On the manufacturing defect claim, plaintiff had to show what the defendants’ specifications or performance standards are and how the product at issue deviated from those standards to make the product unreasonably dangerous.  Id. at *9.  To meet his burden, plaintiff relied on his expert and the FDA Warning Letter.  First, plaintiff’s expert did not test the device nor had ever seen defendants’ specifications or performance standards.  His opinions were based exclusively on the FDA Warning Letter and voluntary recall.  Second, the court tossed the voluntary recall as inadmissible evidence of a remedial measure under.  While in some circumstances an expert may be permitted to rely on inadmissible evidence, “allowing [plaintiff’s expert] to opine to a jury as an expert that the Device had a manufacturing defect based on Defendants’ recall would undermine the very purpose of Rule 407.”  Id. at *10.  Third, at most the FDA Warning Letter found defendants failed to meet certain regulatory standards.  What it does not do is provide any evidence to support any argument about the specific device implanted in plaintiff.  Notably, none of the FDA’s observations pertained even to the type of device at issue nor referenced Enterobacter being located on any of defendants’ devices.  Id. at *12.  At best plaintiff has general evidence from which he hopes “a jury will extrapolate” to find the device implanted in plaintiff had been contaminated with the bacteria that caused his infection.  But that “leap of logic” is insufficient to carry plaintiff’s burden of proof.  Id. at *15.

On design defect plaintiff’s argument was even thinner.  The alleged design defect was failure to follow protocols for cleaning and sterilizing, which is a manufacturing claim not a design defect claim.  Nor did plaintiff offer any evidence of a safer alternative design.  So, plaintiff failed to meet his burden on this claim as well.  Id. at *16. 

Plaintiff’s warning claim was, of course, subject to the learned intermediary rule.  Plaintiff alleged that defendants failed to warn his surgeon “about the issues with cleaning, processing, and sterilizing” the devices.  Id. at *18.  But defendants are not required to warn physicians about “cleaning issues.”  Rather, they were required to warn about potential harms to plaintiff.  The potential harm in this case is the risk of infection; a risk plaintiff does not dispute his surgeon was warned about.  Again, summary judgment granted.

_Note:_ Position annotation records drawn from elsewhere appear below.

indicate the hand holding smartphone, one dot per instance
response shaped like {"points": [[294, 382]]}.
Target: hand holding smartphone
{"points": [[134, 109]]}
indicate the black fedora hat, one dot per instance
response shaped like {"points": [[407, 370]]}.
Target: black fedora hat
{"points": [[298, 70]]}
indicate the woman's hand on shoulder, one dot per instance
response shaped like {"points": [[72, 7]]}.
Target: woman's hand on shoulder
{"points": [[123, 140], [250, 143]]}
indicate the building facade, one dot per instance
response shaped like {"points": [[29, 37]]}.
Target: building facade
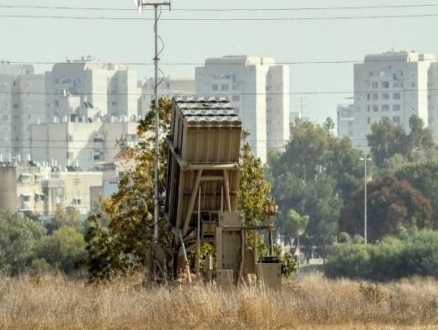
{"points": [[345, 120], [28, 187], [394, 86], [86, 145], [22, 103], [169, 86], [80, 87], [259, 91]]}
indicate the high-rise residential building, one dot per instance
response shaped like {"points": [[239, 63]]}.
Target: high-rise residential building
{"points": [[394, 86], [345, 120], [22, 103], [168, 86], [74, 88], [87, 145], [28, 187], [259, 91]]}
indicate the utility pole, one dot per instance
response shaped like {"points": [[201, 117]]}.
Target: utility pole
{"points": [[365, 210], [156, 5]]}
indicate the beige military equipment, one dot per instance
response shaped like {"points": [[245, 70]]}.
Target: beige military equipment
{"points": [[203, 189]]}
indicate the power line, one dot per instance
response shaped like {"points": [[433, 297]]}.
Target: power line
{"points": [[278, 19], [407, 6], [202, 63], [236, 93]]}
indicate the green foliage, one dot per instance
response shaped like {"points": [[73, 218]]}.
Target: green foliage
{"points": [[313, 176], [62, 250], [294, 225], [423, 177], [65, 217], [18, 237], [348, 260], [387, 140], [391, 259], [254, 190], [391, 204], [344, 237]]}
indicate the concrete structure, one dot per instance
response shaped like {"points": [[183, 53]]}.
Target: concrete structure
{"points": [[87, 145], [259, 91], [77, 90], [27, 187], [345, 120], [394, 86], [22, 103], [169, 86]]}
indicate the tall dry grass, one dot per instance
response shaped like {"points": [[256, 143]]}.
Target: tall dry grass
{"points": [[54, 302]]}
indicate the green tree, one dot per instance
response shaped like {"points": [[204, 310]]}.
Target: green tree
{"points": [[120, 235], [391, 204], [420, 137], [62, 250], [65, 217], [294, 225], [423, 177], [18, 236], [387, 140]]}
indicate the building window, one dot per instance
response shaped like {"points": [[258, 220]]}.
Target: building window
{"points": [[224, 87]]}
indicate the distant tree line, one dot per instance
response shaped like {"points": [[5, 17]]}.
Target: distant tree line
{"points": [[31, 245], [318, 184]]}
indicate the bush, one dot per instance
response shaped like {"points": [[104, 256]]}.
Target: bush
{"points": [[393, 258], [348, 260]]}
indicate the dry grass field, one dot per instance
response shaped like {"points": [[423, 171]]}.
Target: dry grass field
{"points": [[53, 302]]}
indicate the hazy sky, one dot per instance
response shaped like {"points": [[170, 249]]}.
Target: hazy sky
{"points": [[311, 38]]}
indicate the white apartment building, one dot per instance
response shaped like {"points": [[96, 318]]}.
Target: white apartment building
{"points": [[345, 120], [394, 86], [87, 145], [169, 86], [258, 90], [22, 103], [74, 88], [28, 187]]}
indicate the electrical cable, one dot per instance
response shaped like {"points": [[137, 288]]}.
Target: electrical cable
{"points": [[229, 19]]}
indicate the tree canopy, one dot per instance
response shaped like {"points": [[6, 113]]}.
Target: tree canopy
{"points": [[392, 204]]}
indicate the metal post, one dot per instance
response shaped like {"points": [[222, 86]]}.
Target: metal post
{"points": [[365, 204], [198, 237], [157, 130], [157, 117], [270, 240]]}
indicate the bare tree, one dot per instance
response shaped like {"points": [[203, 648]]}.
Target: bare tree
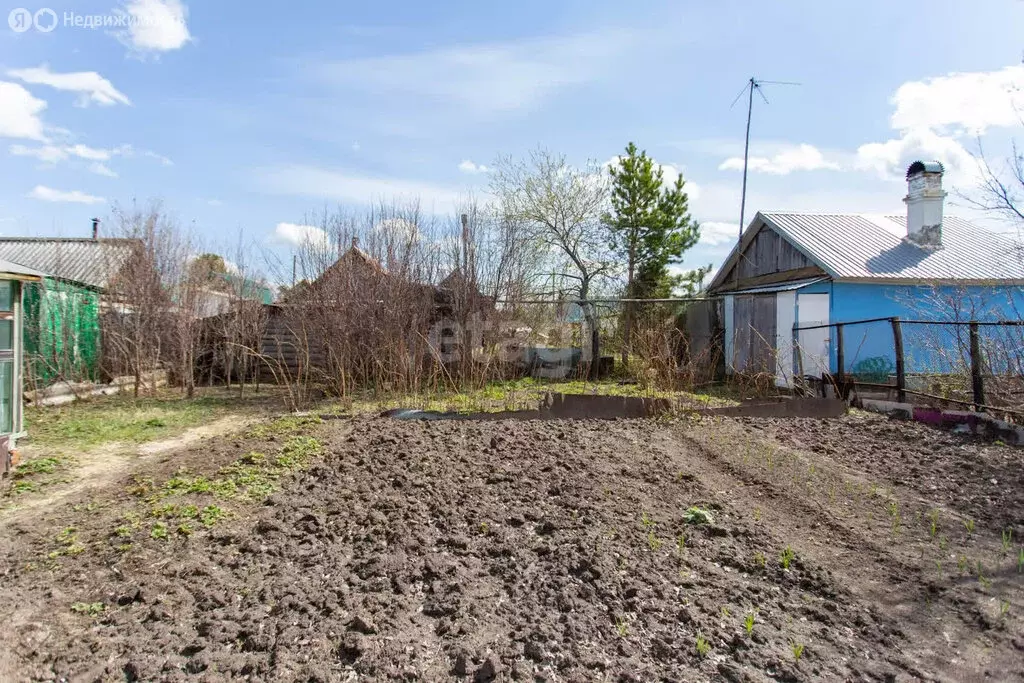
{"points": [[1000, 190], [560, 207]]}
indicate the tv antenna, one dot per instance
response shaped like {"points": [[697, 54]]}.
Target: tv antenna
{"points": [[752, 85]]}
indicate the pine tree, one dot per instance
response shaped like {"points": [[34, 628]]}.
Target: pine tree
{"points": [[650, 226]]}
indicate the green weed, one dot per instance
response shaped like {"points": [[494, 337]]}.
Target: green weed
{"points": [[704, 647], [90, 608], [695, 515], [211, 514]]}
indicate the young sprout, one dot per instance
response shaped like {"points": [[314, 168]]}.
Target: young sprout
{"points": [[786, 557], [646, 521], [702, 645]]}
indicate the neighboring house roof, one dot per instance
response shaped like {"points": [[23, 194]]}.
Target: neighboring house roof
{"points": [[873, 248], [18, 271], [89, 262]]}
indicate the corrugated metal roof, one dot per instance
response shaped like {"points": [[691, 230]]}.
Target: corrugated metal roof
{"points": [[780, 287], [89, 262], [19, 271], [867, 247]]}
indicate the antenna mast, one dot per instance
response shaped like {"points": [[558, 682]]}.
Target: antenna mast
{"points": [[752, 85]]}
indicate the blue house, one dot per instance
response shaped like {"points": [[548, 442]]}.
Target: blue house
{"points": [[815, 269]]}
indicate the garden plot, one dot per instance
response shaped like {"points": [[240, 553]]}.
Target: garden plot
{"points": [[374, 549]]}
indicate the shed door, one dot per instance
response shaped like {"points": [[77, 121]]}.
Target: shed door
{"points": [[813, 309], [755, 333]]}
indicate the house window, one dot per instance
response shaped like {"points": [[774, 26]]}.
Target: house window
{"points": [[6, 295], [6, 394]]}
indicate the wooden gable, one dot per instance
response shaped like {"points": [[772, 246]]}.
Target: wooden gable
{"points": [[767, 258]]}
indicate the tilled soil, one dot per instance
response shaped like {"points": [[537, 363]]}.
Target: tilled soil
{"points": [[557, 551]]}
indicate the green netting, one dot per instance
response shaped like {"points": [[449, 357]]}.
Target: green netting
{"points": [[61, 332]]}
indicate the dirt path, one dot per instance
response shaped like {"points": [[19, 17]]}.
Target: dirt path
{"points": [[95, 468], [555, 551]]}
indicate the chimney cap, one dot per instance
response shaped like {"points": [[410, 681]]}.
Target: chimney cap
{"points": [[924, 167]]}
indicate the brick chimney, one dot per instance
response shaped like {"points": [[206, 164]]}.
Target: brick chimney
{"points": [[924, 200]]}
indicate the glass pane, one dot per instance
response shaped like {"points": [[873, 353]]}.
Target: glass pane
{"points": [[6, 393], [6, 295]]}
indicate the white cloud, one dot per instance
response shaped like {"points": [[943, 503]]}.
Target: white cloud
{"points": [[157, 26], [300, 236], [75, 196], [970, 101], [102, 169], [466, 166], [890, 159], [933, 116], [795, 158], [19, 113], [90, 86], [485, 78], [51, 154], [715, 233], [344, 186]]}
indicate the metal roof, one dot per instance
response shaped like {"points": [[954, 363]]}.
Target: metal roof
{"points": [[18, 271], [873, 248], [780, 287], [89, 262]]}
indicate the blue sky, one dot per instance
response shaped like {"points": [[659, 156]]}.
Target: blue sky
{"points": [[247, 117]]}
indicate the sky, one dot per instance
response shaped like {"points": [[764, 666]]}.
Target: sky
{"points": [[242, 118]]}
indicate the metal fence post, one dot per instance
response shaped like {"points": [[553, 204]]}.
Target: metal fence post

The court quickly did away with plaintiff’s express warranty claim for the simple reason that he could not identify any express warranty made to plaintiff.  Plaintiff could only argue that it was “common sense” for a patient to expect a device to be free from contamination.  But common sense is not a basis for an express warranty.  Id. at *19-20. 

That left only the redhibition claim.  In Louisiana, a seller warrants against redhibitory defects.  To make a claim for redhibition plaintiff must show that the product was defective.  And since plaintiff did not offer anything different in support of this defect claim, it met the same fate as his defective design claim. 

I guess we can thank the Fifth Circuit for remanding the case and creating the opportunity for this excellent substantive win for the defense.